Ioriginally thought that living in San Diego for the summer would be a good idea. I enjoyed my life so much my first year of college, and I couldn’t imagine living under my parents’ roof for three months.

I failed to contemplate what I’d actually do with my time. Here I am, two weeks in, and bored out of my skull.

I live in Pepper Canyon, which was probably my first mistake. Had I chosen to sublet, I would have known my roommates beforehand, and possibly had someone to hang out with. Instead, I opted to risk random roommate assignment, and I was dealt the worst hand imaginable: I have no roommates.

Well, I basically have two roommates, but they are so attached at the hip (read: groin) that I only talk to them when strange things happen and I choose to interrupt them. The other person, my actual roommate, never moved in.

On a side note, I think my apartment is haunted. Someone has been rearranging the refrigerator contents, moving the soap, stealing towels and opening doors. It isn’t me, my one roommate, nor her boyfriend. The best explanation we’ve come up with involves the supernatural.

Most of my friends left town for the summer, and those who didn’t are working 9-to-5 jobs. Everyone is either too tired or not around to hang out with me.

Not that I spend all my time sitting and sulking. So far I have spent about five hours total on my summer school class, of which four hours and 58 minutes of those were in the lecture hall listening to the professor ramble about his kidney stones.

I have a part-time job as well, which is interesting in its own right. Have you ever really thought about the impact of a game of Barbie Dolls on a person’s psyche?

I didn’t realize until now how little free time I had last year. I don’t know what to do with myself without four classes to juggle, the Guardian to work on twice a week, and hundreds of people within yards to visit. I found myself actually hoping for homework the other day. That was when I knew I had hit an all-time low. I don’t know what to do with my free time anymore.

Anyway, I do have a point here. I’m bored. I was upset about that until a couple days ago. Then I hit a point of introspection. A calm fell over me, as I realized that I didn’t have to be constantly social. For the first time in my life, I was content to lounge on my bed and read a book on a Friday night.

I’ve since relaxed quite a bit. I have a whole lot of time for everything I want to do. Or at least I will, after this damned issue of the Guardian gets done.

This imminent free time has opened doors for me (just like my apartment’s ghost). Suddenly, I have time to read something besides Cal Copy readers. My friend, a literature major, has recommended to me the downtown San Diego City Library, which I’ll have to visit. I’ve dug out the books I started but never finished. And I’ve heard that somewhere, buried deep inside, Geisel Library actually has books. (So far in my college career, I’ve utilized the microfilm archives, the film and video library and the scholarly journals section … woo.)

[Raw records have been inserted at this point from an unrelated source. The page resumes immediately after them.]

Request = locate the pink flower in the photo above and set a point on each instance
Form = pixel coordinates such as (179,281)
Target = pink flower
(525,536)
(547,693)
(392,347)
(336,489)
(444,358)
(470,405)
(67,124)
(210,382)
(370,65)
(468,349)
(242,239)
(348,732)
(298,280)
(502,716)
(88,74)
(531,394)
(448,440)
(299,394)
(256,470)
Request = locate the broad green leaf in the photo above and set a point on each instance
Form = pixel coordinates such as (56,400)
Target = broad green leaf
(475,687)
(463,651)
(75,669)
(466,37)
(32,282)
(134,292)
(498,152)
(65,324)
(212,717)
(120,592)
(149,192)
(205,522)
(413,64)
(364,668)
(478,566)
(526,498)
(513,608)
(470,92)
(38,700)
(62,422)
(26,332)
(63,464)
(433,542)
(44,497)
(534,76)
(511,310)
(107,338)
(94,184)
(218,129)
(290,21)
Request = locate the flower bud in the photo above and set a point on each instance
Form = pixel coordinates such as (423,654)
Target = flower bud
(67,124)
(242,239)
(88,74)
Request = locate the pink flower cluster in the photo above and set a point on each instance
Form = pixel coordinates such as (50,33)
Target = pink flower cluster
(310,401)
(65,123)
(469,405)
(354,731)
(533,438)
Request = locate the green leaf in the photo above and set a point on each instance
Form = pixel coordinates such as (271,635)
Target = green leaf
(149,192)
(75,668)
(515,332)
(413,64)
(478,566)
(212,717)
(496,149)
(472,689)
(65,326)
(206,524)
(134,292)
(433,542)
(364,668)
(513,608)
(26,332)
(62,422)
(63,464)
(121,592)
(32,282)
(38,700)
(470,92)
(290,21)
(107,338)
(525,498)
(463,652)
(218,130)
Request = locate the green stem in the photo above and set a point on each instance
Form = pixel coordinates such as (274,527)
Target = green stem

Also, now that I have a car, I’ve discovered beaches besides Black’s, and I don’t miss that hill. I hope to eventually visit Mission Beach, Pacific Beach (hey, did you know there’s a beach, not just a bunch of skeezy shops?) and, like, all the other ones.

Much to my friends’ glee, I’ve discovered trance music. I entertain myself with Web sites and new songs. It’s a substantial deviation from my normal rock/hard rock musical choices, but the beats strike my fancy, and downloading is yet another thing to fill my summer nights.

Living in Pepper Canyon also has a lot of potential to fill my free time. I didn’t think too much beforehand about the appeal of San Diego to nationwide and international students. I’ve met people in Pepper Canyon from Ohio, Chile, Spain, Kentucky, Massachusetts and France. My new friend from France never ceases to amuse me.

I don’t know too many people yet, but I look forward to my remaining eight weeks. The multicultural environment is an awesome one, though I’m not very involved in it.

So even though I’m really bored, I’m actually relaxing, which is rare for me. I’m sure that by the end of the summer, I’ll have taken on enough stuff to keep my time filled, but for now, I’m looking out at a summer of new experiences and empty time.